1. Neutrinos and visible light are basically the same phenomenon, differing only in the wavelength of the radiation.
a. True
b. False
2. Merging galaxies often look blue due to star formation that is triggered by the merger
a. True
b. False
3. We believe that pulsars are
a. black holes that are spinning,
b. normal stars that oscillate (or “breath”) in and out very fast
c. neutron stars that are spinning,
d. scientists haven’t got a clue.
4. Which of these places would be a very poor choice in which to site an X-ray telescope
a. On top of a Mountain in Hawaii,
b. On the Moon,
c. In close around the Earth (i.e. just above the atmosphere),
d. In high orbit around the Earth.
5. Messier made his catalogue of nebulae because
a. he was hunting for other galaxies,
b. he was studying star formation, and needed to find potential star forming clouds,
c. he wanted to find comets and needed to catalog objects that might confuse him,
d. he built telescopes, and nebulae were good objects to test them on.
6. It is our current belief that elliptical galaxies are
a. formed when two large spiral galaxies merge together,
b. formed when a spiral galaxy merges with a small dwarf galaxy,
c. formed directly from the collapse of giant gas clouds,
d. the small fragments of a major galaxy merger.
7. [2 points] Draw a diagram of the Milky Way Galaxy. Be sure to mark and label the disk of the Galaxy, the bulge of the Galaxy, the supermassive black hole, the position of the Sun, and the Magellanic Clouds.
Grading scheme
q ½ pt for diagram of basic disk-bulge structure with labels
q ½ pt for each of
o LMC/SMC
o Position of Sun labeled
o Position of the SMBH
8. [3 points] Describe how you can use Cepheid variable stars to measure the distance to nearby galaxies. As part of your description, you should explain how the basic properties of Cepheid variable stars are “calibrated” using parallax measurements.

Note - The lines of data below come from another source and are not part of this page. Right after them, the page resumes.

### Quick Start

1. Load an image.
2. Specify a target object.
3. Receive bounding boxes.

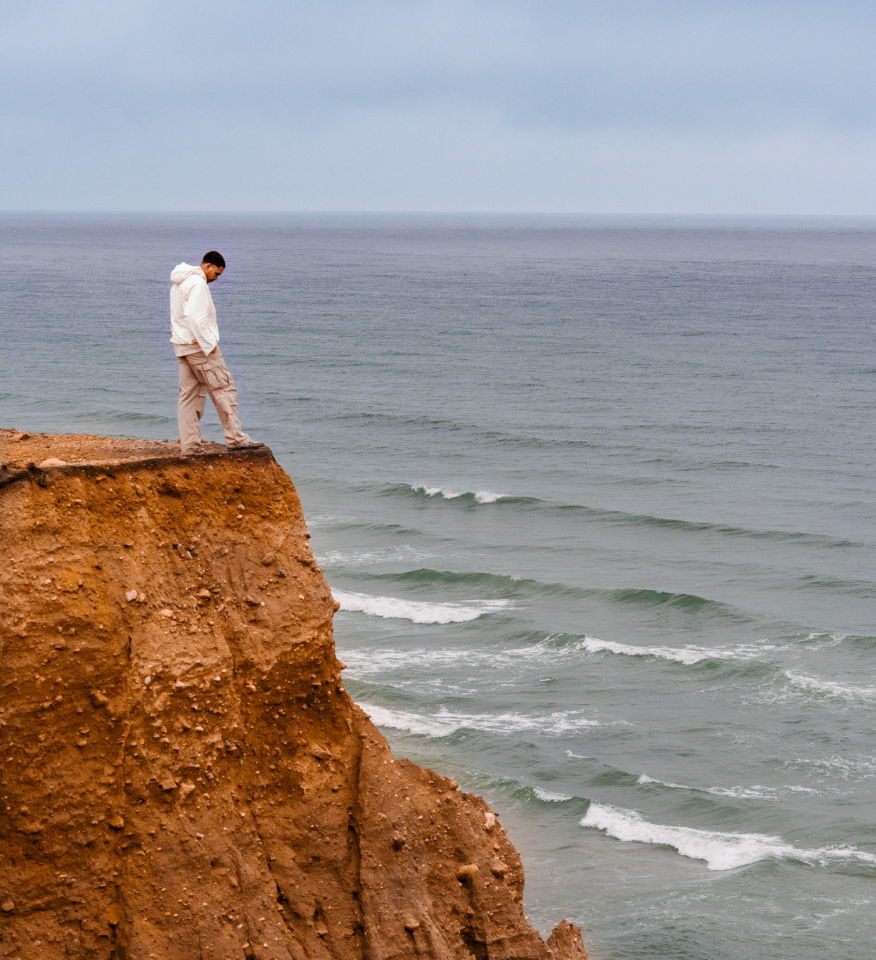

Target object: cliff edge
[0,430,586,960]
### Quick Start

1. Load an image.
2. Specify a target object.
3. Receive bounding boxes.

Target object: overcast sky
[0,0,876,215]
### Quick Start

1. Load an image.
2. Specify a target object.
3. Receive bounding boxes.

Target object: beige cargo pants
[177,347,250,456]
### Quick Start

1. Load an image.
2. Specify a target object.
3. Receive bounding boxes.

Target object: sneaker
[225,440,264,450]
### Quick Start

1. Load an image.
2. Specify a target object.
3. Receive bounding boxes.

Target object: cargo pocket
[204,363,231,390]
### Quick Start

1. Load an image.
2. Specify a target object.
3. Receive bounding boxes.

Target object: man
[170,250,264,457]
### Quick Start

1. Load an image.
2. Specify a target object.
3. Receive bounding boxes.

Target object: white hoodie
[170,263,219,357]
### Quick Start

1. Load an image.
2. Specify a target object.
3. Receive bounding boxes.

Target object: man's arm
[184,283,219,354]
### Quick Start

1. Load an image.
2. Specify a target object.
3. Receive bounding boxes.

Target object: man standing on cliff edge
[170,250,264,457]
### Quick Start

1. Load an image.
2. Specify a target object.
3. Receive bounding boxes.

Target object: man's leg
[197,347,252,447]
[176,357,207,457]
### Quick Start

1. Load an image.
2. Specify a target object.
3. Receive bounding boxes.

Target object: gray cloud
[0,0,876,212]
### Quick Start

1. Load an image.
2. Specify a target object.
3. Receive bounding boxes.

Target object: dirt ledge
[0,430,586,960]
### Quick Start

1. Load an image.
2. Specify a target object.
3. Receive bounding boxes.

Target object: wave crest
[333,590,513,623]
[580,803,876,870]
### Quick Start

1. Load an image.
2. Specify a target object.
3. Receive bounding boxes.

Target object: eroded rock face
[0,431,586,960]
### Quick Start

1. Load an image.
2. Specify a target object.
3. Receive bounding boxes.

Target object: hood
[170,263,204,283]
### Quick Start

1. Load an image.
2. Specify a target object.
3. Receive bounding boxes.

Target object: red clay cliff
[0,430,586,960]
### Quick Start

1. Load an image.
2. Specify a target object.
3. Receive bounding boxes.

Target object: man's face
[201,263,225,283]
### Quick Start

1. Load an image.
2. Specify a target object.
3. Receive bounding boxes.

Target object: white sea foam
[333,590,513,623]
[361,703,599,737]
[637,773,694,790]
[785,670,876,700]
[581,803,876,870]
[532,787,572,803]
[411,486,505,503]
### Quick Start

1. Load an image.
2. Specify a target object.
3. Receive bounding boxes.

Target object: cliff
[0,430,586,960]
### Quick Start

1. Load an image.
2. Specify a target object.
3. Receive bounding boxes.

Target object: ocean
[0,214,876,960]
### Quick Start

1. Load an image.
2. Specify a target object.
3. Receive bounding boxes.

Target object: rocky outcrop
[0,431,586,960]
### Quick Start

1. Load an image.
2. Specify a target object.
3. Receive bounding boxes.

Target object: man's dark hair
[201,250,225,270]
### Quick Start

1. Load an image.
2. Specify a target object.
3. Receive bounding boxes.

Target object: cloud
[0,0,876,212]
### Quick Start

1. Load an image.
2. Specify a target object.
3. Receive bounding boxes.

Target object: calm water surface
[0,216,876,960]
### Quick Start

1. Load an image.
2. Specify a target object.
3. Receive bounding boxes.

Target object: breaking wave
[333,590,512,623]
[580,803,876,870]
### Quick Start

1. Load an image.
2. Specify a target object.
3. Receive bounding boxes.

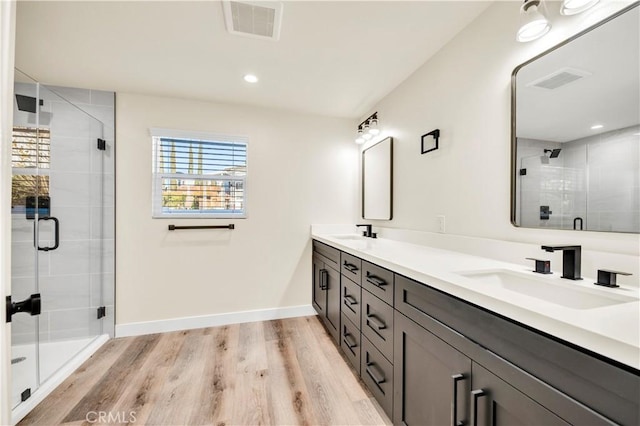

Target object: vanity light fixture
[516,0,551,42]
[560,0,600,15]
[243,74,258,83]
[356,112,380,144]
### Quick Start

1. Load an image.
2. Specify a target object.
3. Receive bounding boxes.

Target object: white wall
[362,2,639,256]
[116,93,358,326]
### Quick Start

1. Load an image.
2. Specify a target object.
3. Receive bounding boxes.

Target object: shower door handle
[5,293,42,322]
[37,216,60,251]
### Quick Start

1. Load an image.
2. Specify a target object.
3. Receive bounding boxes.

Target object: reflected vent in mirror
[527,68,591,90]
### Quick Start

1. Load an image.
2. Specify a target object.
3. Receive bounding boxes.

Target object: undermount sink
[331,234,365,241]
[458,269,638,309]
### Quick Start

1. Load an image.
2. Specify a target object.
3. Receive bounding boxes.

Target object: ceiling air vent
[527,68,591,90]
[222,0,282,40]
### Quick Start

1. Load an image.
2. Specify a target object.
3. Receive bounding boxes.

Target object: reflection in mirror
[511,3,640,233]
[362,137,393,220]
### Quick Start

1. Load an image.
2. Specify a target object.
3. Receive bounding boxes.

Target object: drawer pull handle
[367,275,387,290]
[320,269,329,290]
[344,294,358,305]
[471,389,487,426]
[342,332,358,349]
[344,261,358,274]
[366,362,385,385]
[367,315,387,330]
[451,374,466,426]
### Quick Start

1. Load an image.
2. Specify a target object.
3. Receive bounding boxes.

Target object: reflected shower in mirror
[511,3,640,233]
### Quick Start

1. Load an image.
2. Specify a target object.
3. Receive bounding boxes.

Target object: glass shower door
[12,72,104,407]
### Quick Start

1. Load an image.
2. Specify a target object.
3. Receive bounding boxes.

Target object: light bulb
[517,1,551,42]
[369,118,380,135]
[244,74,258,83]
[560,0,599,15]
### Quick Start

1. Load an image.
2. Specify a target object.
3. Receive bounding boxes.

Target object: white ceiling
[16,1,491,118]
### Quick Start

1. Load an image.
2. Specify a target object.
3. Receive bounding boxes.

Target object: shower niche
[11,70,115,421]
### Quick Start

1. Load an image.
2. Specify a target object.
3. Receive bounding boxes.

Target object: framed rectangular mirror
[362,137,393,220]
[511,2,640,233]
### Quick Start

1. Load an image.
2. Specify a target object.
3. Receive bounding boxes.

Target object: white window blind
[151,129,247,218]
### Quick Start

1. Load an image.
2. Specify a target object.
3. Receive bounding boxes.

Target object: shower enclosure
[7,70,114,420]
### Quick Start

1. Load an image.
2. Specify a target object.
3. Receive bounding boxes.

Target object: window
[11,126,51,217]
[151,129,247,218]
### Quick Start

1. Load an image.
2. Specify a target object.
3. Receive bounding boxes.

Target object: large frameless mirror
[362,137,393,220]
[511,3,640,233]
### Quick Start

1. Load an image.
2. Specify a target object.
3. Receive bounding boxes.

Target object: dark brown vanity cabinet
[393,313,471,426]
[313,241,340,344]
[313,242,640,426]
[393,314,569,426]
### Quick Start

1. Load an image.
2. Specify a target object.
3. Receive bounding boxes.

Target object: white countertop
[312,229,640,370]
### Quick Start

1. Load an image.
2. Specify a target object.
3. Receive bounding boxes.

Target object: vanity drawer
[360,336,393,419]
[362,260,393,306]
[313,240,340,269]
[340,253,362,285]
[360,290,393,361]
[341,277,362,330]
[340,314,361,375]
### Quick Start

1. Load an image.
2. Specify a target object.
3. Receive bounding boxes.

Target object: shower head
[16,94,44,113]
[544,148,562,158]
[16,95,36,112]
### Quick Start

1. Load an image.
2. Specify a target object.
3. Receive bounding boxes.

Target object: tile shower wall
[516,139,564,228]
[516,126,640,232]
[12,84,115,344]
[580,126,640,232]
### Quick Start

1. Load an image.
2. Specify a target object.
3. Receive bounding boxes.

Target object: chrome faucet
[356,223,378,238]
[542,246,582,280]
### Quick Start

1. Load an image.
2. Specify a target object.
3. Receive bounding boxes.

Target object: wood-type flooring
[19,316,391,426]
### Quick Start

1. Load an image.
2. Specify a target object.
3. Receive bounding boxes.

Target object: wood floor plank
[20,317,391,426]
[233,322,271,425]
[292,318,359,425]
[114,332,188,424]
[265,320,318,425]
[63,334,160,422]
[189,325,239,425]
[146,329,210,425]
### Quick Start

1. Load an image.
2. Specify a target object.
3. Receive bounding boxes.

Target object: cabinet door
[471,363,569,426]
[393,312,471,426]
[324,263,340,345]
[313,254,327,319]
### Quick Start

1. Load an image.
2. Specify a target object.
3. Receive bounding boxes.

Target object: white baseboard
[116,305,316,337]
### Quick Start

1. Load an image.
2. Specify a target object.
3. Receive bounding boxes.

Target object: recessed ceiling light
[244,74,258,83]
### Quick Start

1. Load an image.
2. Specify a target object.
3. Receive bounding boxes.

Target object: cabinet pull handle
[451,374,466,426]
[471,389,487,426]
[367,314,387,330]
[344,261,358,274]
[344,294,358,305]
[320,269,329,290]
[342,332,358,349]
[366,362,385,385]
[367,275,387,290]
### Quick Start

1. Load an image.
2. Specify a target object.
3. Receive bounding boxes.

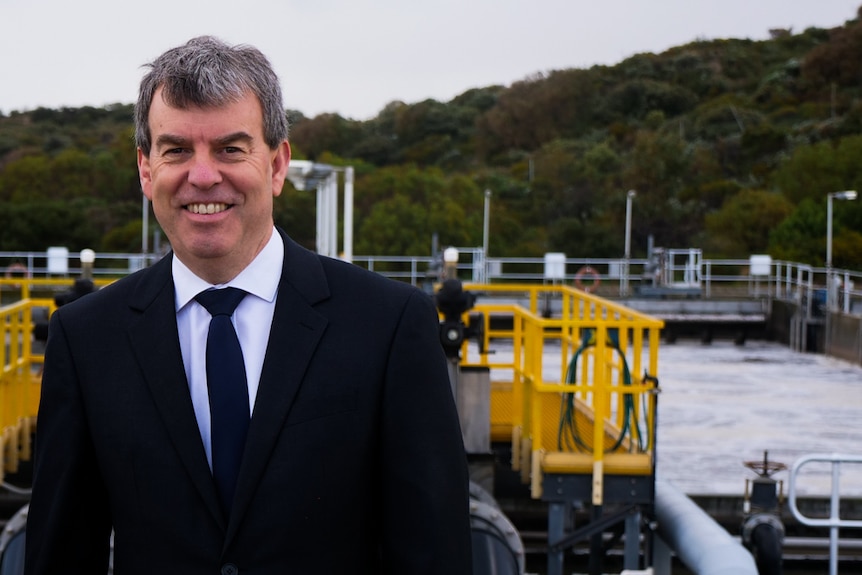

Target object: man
[26,37,471,575]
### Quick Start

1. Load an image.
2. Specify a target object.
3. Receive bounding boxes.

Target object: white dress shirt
[172,230,284,468]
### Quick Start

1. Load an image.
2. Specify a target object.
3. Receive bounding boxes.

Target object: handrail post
[787,453,862,575]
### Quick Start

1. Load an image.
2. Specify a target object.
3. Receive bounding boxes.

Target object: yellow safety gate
[462,284,663,504]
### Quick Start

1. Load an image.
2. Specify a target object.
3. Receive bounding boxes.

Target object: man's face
[138,89,290,283]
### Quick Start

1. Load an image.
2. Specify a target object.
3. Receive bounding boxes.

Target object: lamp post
[826,190,858,310]
[482,190,491,282]
[623,190,637,295]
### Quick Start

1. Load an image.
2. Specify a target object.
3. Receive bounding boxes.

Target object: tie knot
[195,288,247,317]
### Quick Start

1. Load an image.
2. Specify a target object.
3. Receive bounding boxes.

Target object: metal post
[826,194,833,317]
[482,190,491,281]
[342,166,353,263]
[141,194,150,255]
[826,190,857,310]
[622,190,637,296]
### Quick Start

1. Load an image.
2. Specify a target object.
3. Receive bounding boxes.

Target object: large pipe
[655,481,757,575]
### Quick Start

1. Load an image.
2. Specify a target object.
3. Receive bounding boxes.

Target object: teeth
[186,204,227,214]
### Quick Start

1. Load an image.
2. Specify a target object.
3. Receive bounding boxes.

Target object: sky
[5,0,862,120]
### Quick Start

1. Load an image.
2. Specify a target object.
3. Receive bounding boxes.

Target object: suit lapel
[227,232,329,541]
[129,257,225,527]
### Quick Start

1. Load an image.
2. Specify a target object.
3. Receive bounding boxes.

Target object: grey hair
[135,36,288,156]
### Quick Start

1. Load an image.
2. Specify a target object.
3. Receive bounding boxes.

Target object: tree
[705,190,793,258]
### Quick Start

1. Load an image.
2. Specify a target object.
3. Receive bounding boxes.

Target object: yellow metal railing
[462,284,663,504]
[0,278,111,483]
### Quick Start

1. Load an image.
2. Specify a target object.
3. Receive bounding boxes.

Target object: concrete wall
[824,313,862,364]
[767,300,862,365]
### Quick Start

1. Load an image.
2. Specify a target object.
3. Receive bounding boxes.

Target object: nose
[189,154,222,190]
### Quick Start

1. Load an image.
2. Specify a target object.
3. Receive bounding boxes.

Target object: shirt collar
[171,229,284,311]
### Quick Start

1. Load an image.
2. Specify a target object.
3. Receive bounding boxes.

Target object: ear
[272,140,290,197]
[138,148,153,201]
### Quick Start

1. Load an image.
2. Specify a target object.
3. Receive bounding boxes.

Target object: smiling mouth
[186,204,230,214]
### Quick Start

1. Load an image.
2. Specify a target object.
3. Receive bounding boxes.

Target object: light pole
[623,190,637,295]
[826,190,858,310]
[482,190,491,281]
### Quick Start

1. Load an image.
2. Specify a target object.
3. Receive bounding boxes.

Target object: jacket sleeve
[25,312,111,575]
[381,290,472,575]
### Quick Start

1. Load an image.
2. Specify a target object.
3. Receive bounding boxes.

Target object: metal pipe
[655,481,757,575]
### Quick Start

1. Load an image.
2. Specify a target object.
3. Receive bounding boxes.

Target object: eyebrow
[155,131,254,148]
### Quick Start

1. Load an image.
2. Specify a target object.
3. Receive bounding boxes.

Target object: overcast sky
[0,0,862,120]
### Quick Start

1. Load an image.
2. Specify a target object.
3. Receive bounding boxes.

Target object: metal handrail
[788,453,862,575]
[0,248,862,316]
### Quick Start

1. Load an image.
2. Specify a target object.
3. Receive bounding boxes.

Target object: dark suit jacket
[26,234,471,575]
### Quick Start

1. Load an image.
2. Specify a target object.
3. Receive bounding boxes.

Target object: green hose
[557,329,644,453]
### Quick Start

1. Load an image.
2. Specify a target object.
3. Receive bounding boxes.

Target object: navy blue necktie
[195,288,250,515]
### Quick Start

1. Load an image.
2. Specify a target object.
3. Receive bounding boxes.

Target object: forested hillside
[5,6,862,269]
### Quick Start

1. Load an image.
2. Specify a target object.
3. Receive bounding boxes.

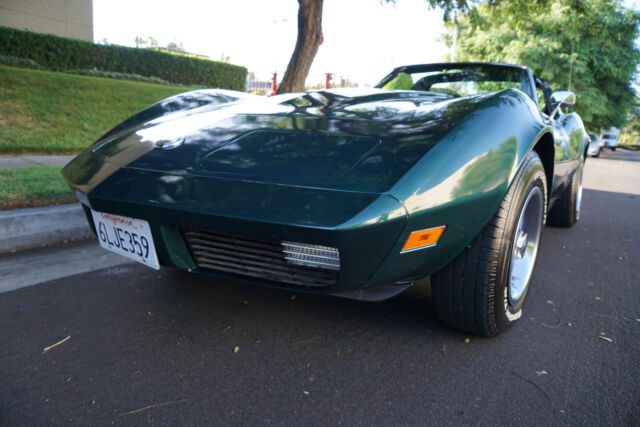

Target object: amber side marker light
[400,225,447,253]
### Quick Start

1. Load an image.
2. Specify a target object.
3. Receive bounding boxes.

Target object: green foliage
[0,66,187,154]
[0,27,247,90]
[0,166,75,210]
[383,73,413,90]
[67,68,182,86]
[444,0,640,129]
[0,55,44,70]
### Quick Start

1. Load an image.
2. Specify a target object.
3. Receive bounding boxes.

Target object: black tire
[547,163,584,228]
[431,152,547,336]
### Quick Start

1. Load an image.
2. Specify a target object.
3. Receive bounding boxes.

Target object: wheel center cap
[515,230,529,258]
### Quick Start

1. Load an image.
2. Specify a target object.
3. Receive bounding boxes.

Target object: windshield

Grading scheme: ½ pt for mentioning each of the following:
q Cepheids are bright stars and so can be seen and studied in other galaxies
q Cepheids vary in a characteristic way
q There is a strong connection between the period of variability and the luminosity of the star.
q Once you use this relationship to determine the intrinsic luminosity of the star, you figure the distance using the inverse-square law.
q Must calibrate luminosity-period relationship of Cepheids by looking at nearby examples…
q … where you can get the distance directly from parallax measurements.